Lettuce, my friends. Growing in a window box on my balcony. This was one of the "crops" I planted last November. Surprisingly, everything has survived, and some things have done exceedingly well, including the lettuce. I have planted seeds from 2 different packs, "Pot & Patio Blend" and "Wild Garden Mix". I don't know which are which. I do know that lettuce appears to be one of the easiest things to grow from seed in small containers. What could be better than stepping outside to pull a few fresh leaves of a variety of salad greens to put on your sandwich or to toss with a light vinaigrette! I highly recommend it to everyone. (It is much better than watching sad supermarket heads of lettuce, shipped from who-knows-where (probably Mexico) wilt in your crisper. Cheaper too. And prettier.)

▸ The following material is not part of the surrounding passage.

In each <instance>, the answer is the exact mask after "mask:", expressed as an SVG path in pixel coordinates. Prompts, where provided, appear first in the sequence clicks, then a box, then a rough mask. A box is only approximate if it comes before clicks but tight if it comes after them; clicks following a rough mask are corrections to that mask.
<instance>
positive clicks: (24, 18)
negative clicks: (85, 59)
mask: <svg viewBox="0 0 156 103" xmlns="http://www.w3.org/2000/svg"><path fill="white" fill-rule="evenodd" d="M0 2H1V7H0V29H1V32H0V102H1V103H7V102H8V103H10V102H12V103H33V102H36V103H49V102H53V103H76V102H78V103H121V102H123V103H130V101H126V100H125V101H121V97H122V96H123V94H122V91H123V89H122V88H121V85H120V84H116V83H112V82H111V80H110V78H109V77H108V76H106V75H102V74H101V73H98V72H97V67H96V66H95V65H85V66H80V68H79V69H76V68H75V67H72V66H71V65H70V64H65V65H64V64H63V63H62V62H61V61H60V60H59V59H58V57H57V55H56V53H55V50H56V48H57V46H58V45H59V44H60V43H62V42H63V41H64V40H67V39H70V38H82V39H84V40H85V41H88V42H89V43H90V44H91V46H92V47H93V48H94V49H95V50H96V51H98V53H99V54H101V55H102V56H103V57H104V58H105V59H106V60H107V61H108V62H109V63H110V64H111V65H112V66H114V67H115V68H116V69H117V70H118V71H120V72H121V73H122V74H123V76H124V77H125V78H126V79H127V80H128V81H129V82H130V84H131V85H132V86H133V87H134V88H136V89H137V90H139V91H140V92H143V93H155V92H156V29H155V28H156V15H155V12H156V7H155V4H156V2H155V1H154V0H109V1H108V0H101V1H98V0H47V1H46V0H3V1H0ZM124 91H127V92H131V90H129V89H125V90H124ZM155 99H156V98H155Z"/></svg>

2008-02-28_nasturtiums.jpg
Tropaeolum minus

Nasturtiums, Tip Top Alaska variety, also planted last fall. I had originally planned on having the nasturtiums climb up the rails of the balcony to partially disguise the ugly that is the car park below, but they never got very tall. Upon further research I discovered that, whoops, this variety is a "compact border variety". It only gets to about 8" tall. Hmph. Well, the foliage is very pretty anyway (its variegated - it's supposed to look that way!) and nasturtiums are edible (both the leaves and the flowers). I'm hoping they will bloom in the spring.

You saw the favas last time. They are doing incredibly well, not to mention are really interestingly pretty and fragrant, and my two varieties of peas (snow peas and snap peas) are blooming now too. Peas like cooler weather, so I think it was a good move planting them in the fall to give them plenty of time to grow before the heat sets in. Maybe I'll take some photos next time.

Cheered by my apparent success, two weekends ago I planted some more of the seeds, so as to insure a continuous harvest. Both varieties of lettuce that I planted (I do like my lettuce) sprouted in just under a week, and the ching-chiang after about 10 days. I have hopes for the basil and delfino and parsley, though the seeds are getting a bit old. I still dream of the days when we had 3' tall basil bushes in San Diego (I'm not exaggerating - they were bushes, and they were 3' tall; I should have taken photos, no one believes me). Will 2008 be the year of the basil bush? I've got new chives going as well, and most of the woody-ish herbs from last year (marjorum, thyme, mint, catmint) are still doing well. Next I need to figure out what my design plan will be for the balcony.

Did I mention spring is here?

1 Comments:

At 6:39 AM, Blogger peaknits said...

Good to hear from you - sometimes life is just like that and you need a break. I hope everything is getting on track for you and can't wait to see that Tilted Duster.